"The Boy, Me, and the Cat": this week in Chesapeake history

“Sport. The pursuit of pleasurable occupation which requires exposure to weather, exercise of all bodily muscles, judgment, skill of hand, foot and eye, never to be followed without a degree of personal risk. Under such classification I put Sailing of boats.” -Henry M Plummer.

    

The Mascot rounding up to retrieve its dinghy, which had severed its painter in rough water off the Potomac River.

100 years ago this week, on November 12, 1912,  Henry Plummer, his son, Henry Jr., and their cat, Scotty, passed through the locks of the old Chesapeake & Delaware Canal in their catboat, Mascot.
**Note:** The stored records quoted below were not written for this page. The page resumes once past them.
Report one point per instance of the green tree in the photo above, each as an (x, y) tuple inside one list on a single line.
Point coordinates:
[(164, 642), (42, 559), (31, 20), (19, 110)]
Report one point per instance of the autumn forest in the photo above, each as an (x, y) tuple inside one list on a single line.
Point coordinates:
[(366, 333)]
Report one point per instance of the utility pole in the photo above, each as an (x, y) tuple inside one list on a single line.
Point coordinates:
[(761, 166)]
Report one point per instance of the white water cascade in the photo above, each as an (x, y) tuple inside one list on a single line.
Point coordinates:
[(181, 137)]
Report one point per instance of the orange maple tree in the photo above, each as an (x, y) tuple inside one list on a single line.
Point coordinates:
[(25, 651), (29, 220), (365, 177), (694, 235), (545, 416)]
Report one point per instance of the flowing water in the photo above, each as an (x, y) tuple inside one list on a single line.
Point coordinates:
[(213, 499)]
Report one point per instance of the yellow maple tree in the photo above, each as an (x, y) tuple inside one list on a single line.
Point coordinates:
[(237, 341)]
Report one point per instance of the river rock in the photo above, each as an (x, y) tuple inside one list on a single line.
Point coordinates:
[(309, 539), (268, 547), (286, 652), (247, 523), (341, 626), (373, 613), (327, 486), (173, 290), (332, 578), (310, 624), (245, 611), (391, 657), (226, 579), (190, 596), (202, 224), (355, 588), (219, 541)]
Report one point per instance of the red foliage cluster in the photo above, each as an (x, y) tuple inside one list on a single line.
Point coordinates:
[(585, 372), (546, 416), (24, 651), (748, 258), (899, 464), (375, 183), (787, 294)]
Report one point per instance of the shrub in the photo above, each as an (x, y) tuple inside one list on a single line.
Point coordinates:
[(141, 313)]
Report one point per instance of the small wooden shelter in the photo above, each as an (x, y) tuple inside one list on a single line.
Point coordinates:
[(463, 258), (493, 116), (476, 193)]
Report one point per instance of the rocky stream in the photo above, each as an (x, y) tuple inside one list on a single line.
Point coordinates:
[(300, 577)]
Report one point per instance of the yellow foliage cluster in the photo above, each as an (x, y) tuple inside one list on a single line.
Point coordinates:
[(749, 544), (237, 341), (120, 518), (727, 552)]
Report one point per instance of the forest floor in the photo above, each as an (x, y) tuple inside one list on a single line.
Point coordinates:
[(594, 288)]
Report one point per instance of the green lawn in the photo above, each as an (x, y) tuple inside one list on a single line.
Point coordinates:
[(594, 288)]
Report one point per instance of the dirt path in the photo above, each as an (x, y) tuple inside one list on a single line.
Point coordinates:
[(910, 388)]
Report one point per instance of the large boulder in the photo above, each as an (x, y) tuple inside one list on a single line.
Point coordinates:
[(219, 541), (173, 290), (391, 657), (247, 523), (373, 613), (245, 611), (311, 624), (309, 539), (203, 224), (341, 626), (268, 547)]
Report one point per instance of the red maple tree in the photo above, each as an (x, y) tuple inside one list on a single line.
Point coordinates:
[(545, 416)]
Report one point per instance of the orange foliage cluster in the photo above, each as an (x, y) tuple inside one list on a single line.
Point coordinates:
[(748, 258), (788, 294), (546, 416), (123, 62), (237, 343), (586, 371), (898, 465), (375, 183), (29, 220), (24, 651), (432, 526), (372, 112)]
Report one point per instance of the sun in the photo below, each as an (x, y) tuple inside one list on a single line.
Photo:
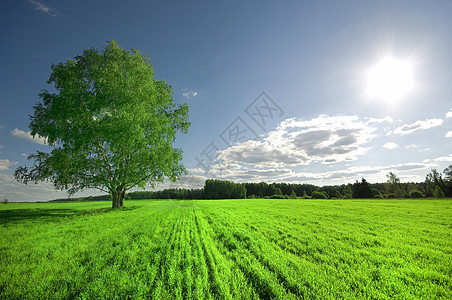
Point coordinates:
[(390, 80)]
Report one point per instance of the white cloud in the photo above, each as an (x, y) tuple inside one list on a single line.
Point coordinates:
[(190, 94), (4, 164), (418, 125), (44, 8), (445, 158), (27, 136), (390, 146), (449, 114), (323, 139)]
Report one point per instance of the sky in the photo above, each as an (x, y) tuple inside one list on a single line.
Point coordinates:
[(279, 91)]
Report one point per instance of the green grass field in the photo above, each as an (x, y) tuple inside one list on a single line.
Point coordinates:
[(227, 249)]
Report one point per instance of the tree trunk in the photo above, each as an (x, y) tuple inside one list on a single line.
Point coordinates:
[(118, 198)]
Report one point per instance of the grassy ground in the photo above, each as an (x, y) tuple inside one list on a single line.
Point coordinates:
[(227, 249)]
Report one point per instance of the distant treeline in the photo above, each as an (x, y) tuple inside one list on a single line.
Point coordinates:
[(434, 186)]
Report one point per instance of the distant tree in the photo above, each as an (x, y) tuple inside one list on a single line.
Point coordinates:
[(432, 180), (110, 124), (438, 193), (394, 186), (448, 181), (305, 195), (319, 195), (416, 194), (362, 189), (347, 193)]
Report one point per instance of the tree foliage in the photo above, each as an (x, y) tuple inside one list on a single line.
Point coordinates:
[(110, 125), (362, 189)]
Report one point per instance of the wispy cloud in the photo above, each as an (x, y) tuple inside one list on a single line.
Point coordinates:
[(190, 94), (324, 139), (445, 158), (449, 114), (390, 146), (52, 12), (27, 136), (418, 125)]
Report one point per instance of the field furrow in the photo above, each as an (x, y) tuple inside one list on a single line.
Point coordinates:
[(228, 249)]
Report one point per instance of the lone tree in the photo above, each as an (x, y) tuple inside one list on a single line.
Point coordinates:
[(110, 125)]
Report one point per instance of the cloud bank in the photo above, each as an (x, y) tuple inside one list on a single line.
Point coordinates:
[(25, 135)]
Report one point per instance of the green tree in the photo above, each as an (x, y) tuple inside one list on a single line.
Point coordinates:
[(448, 180), (438, 193), (110, 125), (347, 193), (433, 180), (362, 189)]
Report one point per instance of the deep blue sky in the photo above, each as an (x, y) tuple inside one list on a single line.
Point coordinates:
[(309, 57)]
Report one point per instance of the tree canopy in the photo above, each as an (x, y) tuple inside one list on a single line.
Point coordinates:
[(110, 125)]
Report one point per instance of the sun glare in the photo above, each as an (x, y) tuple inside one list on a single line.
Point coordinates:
[(390, 80)]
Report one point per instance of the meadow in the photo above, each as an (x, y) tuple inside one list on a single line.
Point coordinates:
[(227, 249)]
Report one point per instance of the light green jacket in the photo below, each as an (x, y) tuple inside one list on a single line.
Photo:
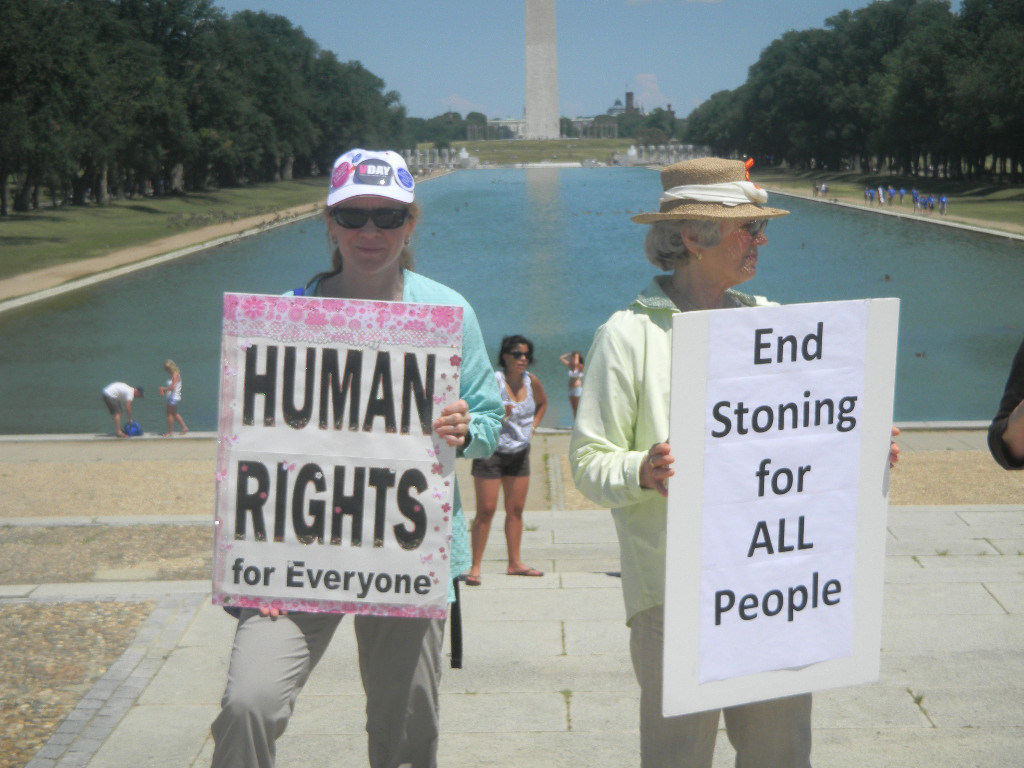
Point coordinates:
[(624, 411)]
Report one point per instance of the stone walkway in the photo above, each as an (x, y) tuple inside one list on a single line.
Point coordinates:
[(547, 679)]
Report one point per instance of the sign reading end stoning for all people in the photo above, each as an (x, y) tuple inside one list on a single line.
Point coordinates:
[(781, 423), (334, 494)]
Plummer, an insurance man from Massachusetts, was on his way southbound from Buzzard’s Bay in Massachusetts to Miami down the Intracoastal Waterway in the years before that inland passage was completed.  He wrote about this adventure in the now-classic account, The Boy, Me, and the Cat, which was initially published in mimeograph form, with illustrations produced with a pin over the mimeo master.

    

             Henry Jr. and Scotty, hard at work on Mascot’s launch engine.

Now travel on the ICW is routine- hardly the novel, book-worthy adventure it was in 1912, when recreational sailing was still in its infancy. But at the time, Plummer, Henry Jr. and Scotty were some of the first to brave the trip.  While much has remained the same for modern travelers on the ICW (weeks of provisioning, eventful emergencies, and run-ins with annoyingly un-savvy sailors), the crew of Mascot definitely brought their own style to the trip. In particular,  Plummer was idiosyncratically determined to ‘live off the land’ during the journey, taking shots from the boat with his .22 caliber rifle, “Helen Keller”. His son would later complain of dinners consisting mostly of unpalatable seabirds, with his father, clearly a proponent of the school of hard knocks commenting in his logbook, “Old squaw stew for dinner, and Henry had to run from the cabin, allow(ing) he would desert at Norfolk or right then and there if I gave him anymore sea fowl to eat. Foolish boy, he needs starving. Scotty and I finished the stew.”

    

Mascot at the Delaware and Raritan canal, before entering the beginning of their Chesapeake leg of the trip.

Plummer brought his story to life with vivid prose, a quirky conversational tone and lots of hand-drawn illustrations that have helped contribute to the book’s timeless feel. Now considered a classic of the genre,The Boy, Me, and the Cat may be 100 years old this week, but the nautical tale of a father and son braving wind, tide, water, and wildlife to complete the adventure of their lives still seems as fresh and current today as it would have to armchair travelers of the late Edwardian period.